28      Par conséquent, les présents recours, dirigés contre la prétendue décision résultant des lettres litigieuses, doivent être considérés comme devenus sans objet.

29      En effet, dans le cas d’un recours dirigé contre une décision de classer administrativement une plainte relative à une prétendue aide d’État, le retrait de ladite décision prive le recours de son objet (voir, en ce sens, ordonnance de la Cour du 18 novembre 1992, SFEI e.a./Commission, C‑222/92, non publiée au Recueil, points 5 et 7).

30      Dans ces conditions, il convient de constater qu’il n’y a plus lieu de statuer sur les présents recours.

31      Les recours étant devenus sans objet, il n’y a pas lieu de statuer sur les exceptions d’irrecevabilité soulevées par la Commission, ni sur les demandes en intervention présentées par la commune de Saint-Gilles, la commune d’Etterbeek, la commune d’Ixelles, la commune d’Anderlecht, la Région de Bruxelles-Capitale, la ville de Bruxelles et la République de Finlande.

 Sur les dépens

32      Aux termes de l’article 87, paragraphe 6, du règlement de procédure, en cas de non-lieu à statuer, le Tribunal règle librement les dépens.

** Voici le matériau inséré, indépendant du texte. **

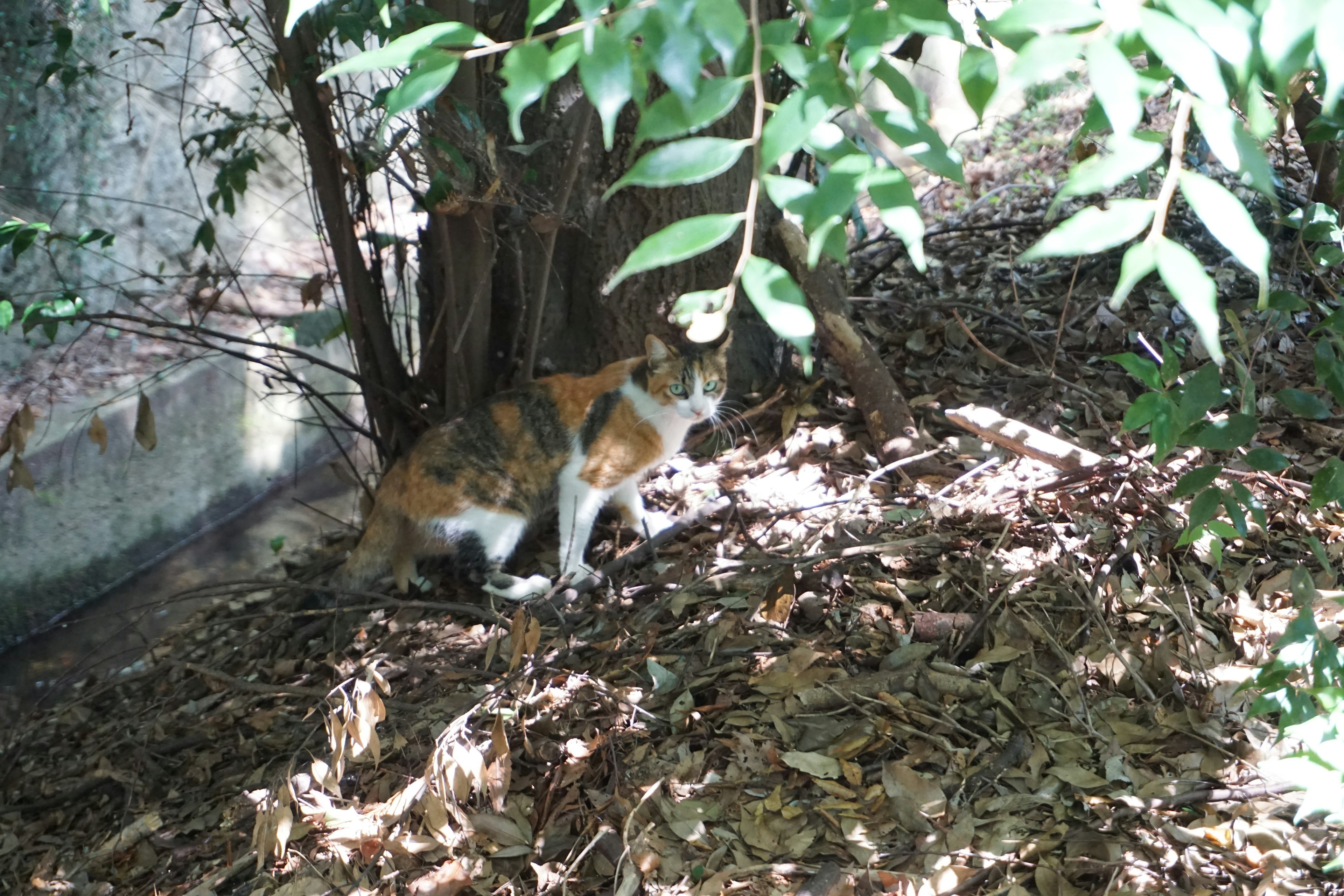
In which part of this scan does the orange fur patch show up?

33      Dans les circonstances de l’espèce, le Tribunal estime que les termes des lettres litigieuses (voir points 3 à 6 ci-dessus) ont laissé entendre que la Commission avait mis fin à l’instruction du dossier ouvert à la suite de la plainte des requérantes. Par ailleurs, le non‑lieu à statuer résulte de l’adoption par la Commission de la décision C (2009) 8120. Par conséquent, tant l’introduction des présents recours que la cause du non‑lieu peuvent être considérées comme ayant été occasionnées par le comportement de la Commission.

34      Dans ces conditions, il convient de condamner la Commission à l’ensemble des dépens exposés par les requérantes dans le cadre des présents recours.

Par ces motifs,

LE TRIBUNAL (sixième chambre)

ordonne :

1)      Les affaires T‑128/08 et T‑241/08 sont jointes aux fins de l’ordonnance.

2)      Il n’y a plus lieu de statuer sur les recours.

3)      Il n’y a pas lieu de statuer sur les demandes en intervention présentées par la commune de Saint-Gilles (Belgique), la commune d’Etterbeek (Belgique), la commune d’Ixelles (Belgique), la commune d’Anderlecht (Belgique), la Région de Bruxelles-Capitale (Belgique), la ville de Bruxelles (Belgique), ainsi que la République de Finlande.

4)      La Commission européenne est condamnée aux dépens.

Fait à Luxembourg, le 5 mai 2010.

Le greffier

 

       Le président

E. Coulon

 

       A. W. H. Meij


* Langue de procédure : le français.